Does the description disclose side effects, auth requirements, rate limits, or destructive behavior?

With no annotations provided, the description carries the full burden of behavioral disclosure. It states 'Create a new knowledge article' which implies a write operation, but doesn't mention permissions required, whether the article is draft or published by default, error conditions, or what the response contains. This leaves significant gaps for a mutation tool.

Agents need to know what a tool does to the world before calling it. Descriptions should go beyond structured annotations to explain consequences.

Conciseness5/5

Is the description appropriately sized, front-loaded, and free of redundancy?

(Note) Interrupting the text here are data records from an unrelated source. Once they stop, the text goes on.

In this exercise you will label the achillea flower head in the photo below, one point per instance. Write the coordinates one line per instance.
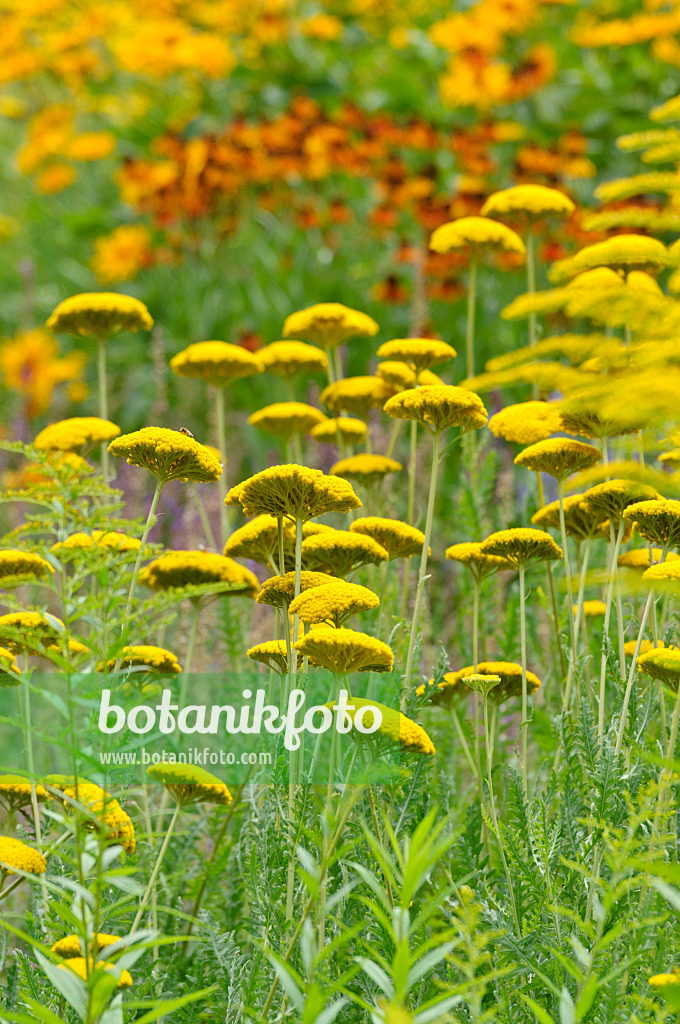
(286, 358)
(476, 236)
(272, 653)
(193, 568)
(356, 395)
(152, 658)
(656, 520)
(526, 422)
(15, 855)
(280, 591)
(168, 455)
(521, 547)
(345, 650)
(418, 353)
(80, 434)
(528, 203)
(559, 457)
(398, 539)
(340, 551)
(99, 314)
(295, 492)
(189, 783)
(348, 429)
(329, 324)
(18, 566)
(365, 468)
(394, 727)
(623, 252)
(217, 363)
(333, 603)
(437, 407)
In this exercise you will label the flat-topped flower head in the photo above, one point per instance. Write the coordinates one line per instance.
(526, 422)
(189, 783)
(217, 363)
(522, 546)
(280, 591)
(343, 428)
(580, 520)
(527, 203)
(329, 324)
(194, 568)
(476, 236)
(341, 551)
(333, 603)
(365, 468)
(398, 539)
(345, 650)
(662, 664)
(168, 455)
(656, 520)
(419, 353)
(285, 419)
(611, 498)
(623, 252)
(295, 492)
(559, 457)
(18, 566)
(287, 358)
(146, 656)
(438, 407)
(356, 395)
(272, 653)
(16, 856)
(80, 434)
(99, 314)
(394, 727)
(477, 561)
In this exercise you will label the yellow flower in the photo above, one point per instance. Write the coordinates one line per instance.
(333, 603)
(218, 363)
(79, 966)
(394, 726)
(79, 434)
(355, 394)
(476, 236)
(152, 658)
(169, 455)
(398, 539)
(295, 492)
(99, 314)
(271, 652)
(526, 422)
(329, 324)
(281, 590)
(521, 547)
(22, 566)
(656, 520)
(365, 468)
(419, 353)
(345, 650)
(528, 202)
(193, 568)
(349, 430)
(15, 855)
(286, 358)
(559, 457)
(287, 418)
(623, 252)
(189, 783)
(340, 551)
(437, 407)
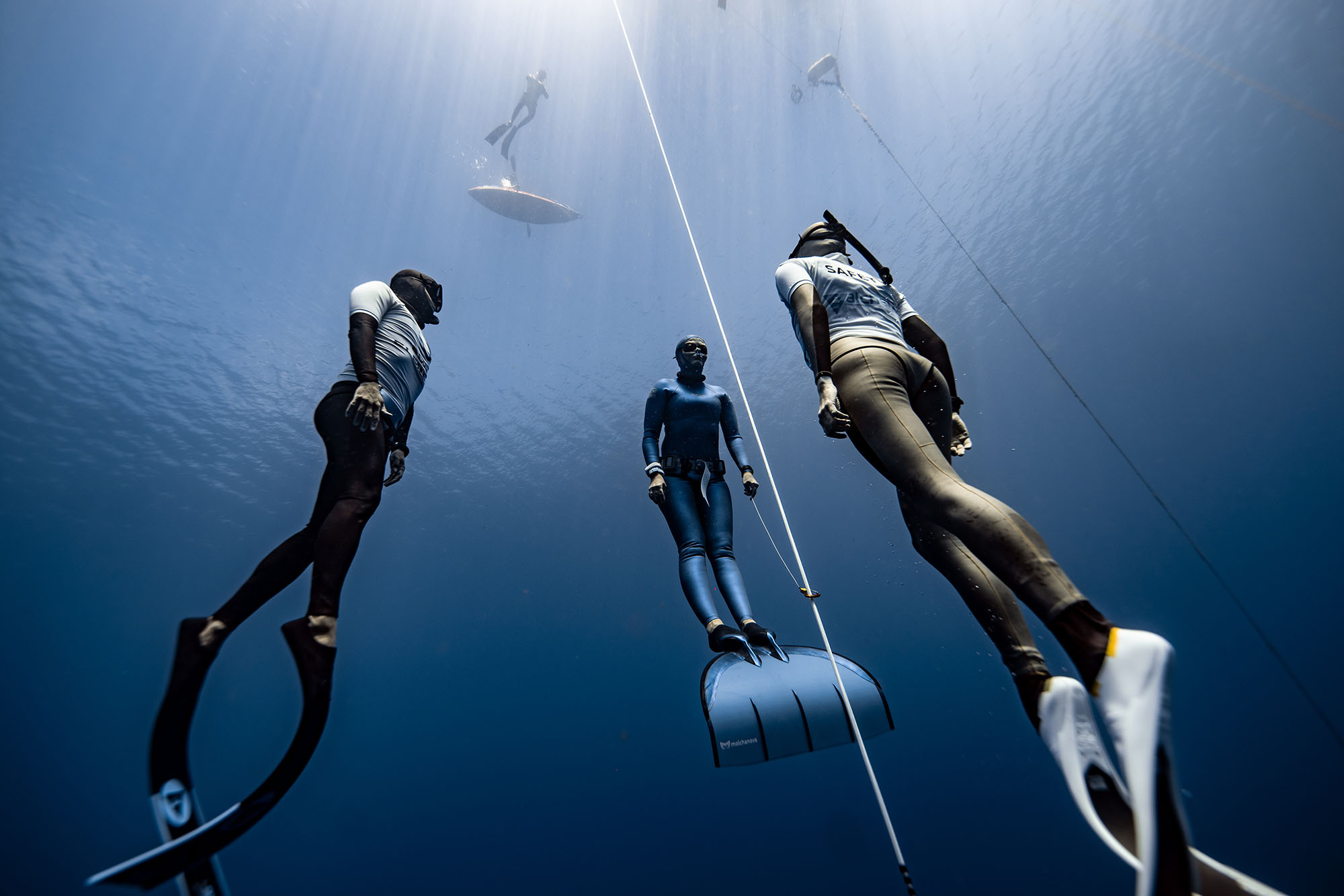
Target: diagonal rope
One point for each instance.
(775, 546)
(803, 573)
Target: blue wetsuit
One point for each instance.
(693, 412)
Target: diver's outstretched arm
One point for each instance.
(815, 328)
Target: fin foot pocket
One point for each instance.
(725, 639)
(764, 639)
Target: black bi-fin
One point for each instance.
(196, 847)
(173, 797)
(757, 714)
(509, 142)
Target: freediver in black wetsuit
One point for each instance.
(532, 96)
(693, 412)
(364, 421)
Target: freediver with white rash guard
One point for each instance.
(885, 382)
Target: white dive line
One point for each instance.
(803, 573)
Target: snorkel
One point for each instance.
(884, 272)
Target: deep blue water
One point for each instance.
(192, 191)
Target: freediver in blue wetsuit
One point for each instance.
(693, 412)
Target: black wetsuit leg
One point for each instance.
(990, 601)
(682, 511)
(347, 498)
(718, 525)
(915, 457)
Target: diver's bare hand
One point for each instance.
(834, 421)
(658, 490)
(960, 437)
(397, 460)
(749, 484)
(366, 409)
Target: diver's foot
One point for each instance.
(1030, 688)
(763, 639)
(213, 635)
(323, 629)
(1134, 694)
(315, 660)
(725, 639)
(197, 651)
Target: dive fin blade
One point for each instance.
(1070, 733)
(315, 666)
(173, 797)
(757, 714)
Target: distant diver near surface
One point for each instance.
(532, 96)
(693, 412)
(364, 421)
(885, 381)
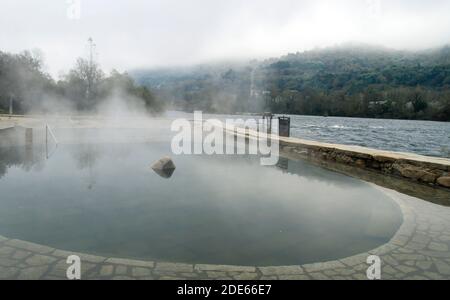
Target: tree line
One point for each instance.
(350, 81)
(82, 89)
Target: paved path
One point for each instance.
(419, 250)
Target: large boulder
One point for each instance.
(164, 167)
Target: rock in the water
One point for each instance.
(164, 167)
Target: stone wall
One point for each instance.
(431, 171)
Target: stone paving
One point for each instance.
(418, 251)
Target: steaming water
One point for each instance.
(104, 199)
(421, 137)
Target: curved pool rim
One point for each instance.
(170, 270)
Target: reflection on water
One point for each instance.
(105, 199)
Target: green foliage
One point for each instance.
(346, 81)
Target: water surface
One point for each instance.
(105, 199)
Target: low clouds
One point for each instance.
(134, 33)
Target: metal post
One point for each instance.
(10, 106)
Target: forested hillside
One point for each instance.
(354, 81)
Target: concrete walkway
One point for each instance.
(419, 250)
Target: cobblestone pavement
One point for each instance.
(419, 250)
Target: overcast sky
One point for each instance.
(150, 33)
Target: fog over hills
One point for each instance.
(349, 80)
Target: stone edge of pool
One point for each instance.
(426, 170)
(29, 261)
(418, 169)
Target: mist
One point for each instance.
(135, 34)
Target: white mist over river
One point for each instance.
(420, 137)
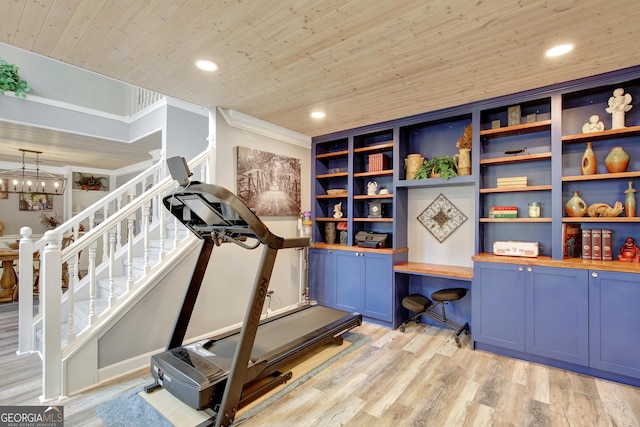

The description is a single, efficient sentence that states the core purpose without any wasted words. It's appropriately sized for a tool with a clear name and comprehensive schema documentation.

Shorter descriptions cost fewer tokens and are easier for agents to parse. Every sentence should earn its place.

Completeness2/5

Given the tool's complexity, does the description cover enough for an agent to succeed on first attempt?

For a mutation tool with 7 parameters, no annotations, and no output schema, the description is inadequate. It doesn't explain what happens after creation (e.g., article state, return values), permissions needed, or how it relates to sibling tools like 'publish_article'. The agent lacks crucial context for proper tool selection and invocation.

Complex tools with many parameters or behaviors need more documentation. Simple tools need less. This dimension scales expectations accordingly.

Parameters3/5

Does the description clarify parameter syntax, constraints, interactions, or defaults beyond what the schema provides?

The schema description coverage is 100%, with all parameters well-documented in the schema itself. The description adds no additional parameter information beyond what's in the schema, so it meets the baseline of 3 where the schema does the heavy lifting without compensating with extra context.

Input schemas describe structure but not intent. Descriptions should explain non-obvious parameter relationships and valid value ranges.

Purpose4/5

Does the description clearly state what the tool does and how it differs from similar tools?

The description 'Create a new knowledge article' clearly states the verb (create) and resource (knowledge article), making the purpose immediately understandable. However, it doesn't differentiate from sibling tools like 'create_category' or 'create_knowledge_base' beyond the resource type, which prevents a perfect score.

Agents choose between tools based on descriptions. A clear purpose with a specific verb and resource helps agents select the right tool.

Usage Guidelines2/5

Does the description explain when to use this tool, when not to, or what alternatives exist?

The description provides no guidance on when to use this tool versus alternatives like 'update_article' or 'publish_article', nor does it mention prerequisites such as needing an existing knowledge base. Without any context about usage scenarios or exclusions, the agent must infer this from the tool name alone.

Agents often have multiple tools that could apply. Explicit usage guidance like "use X instead of Y when Z" prevents misuse.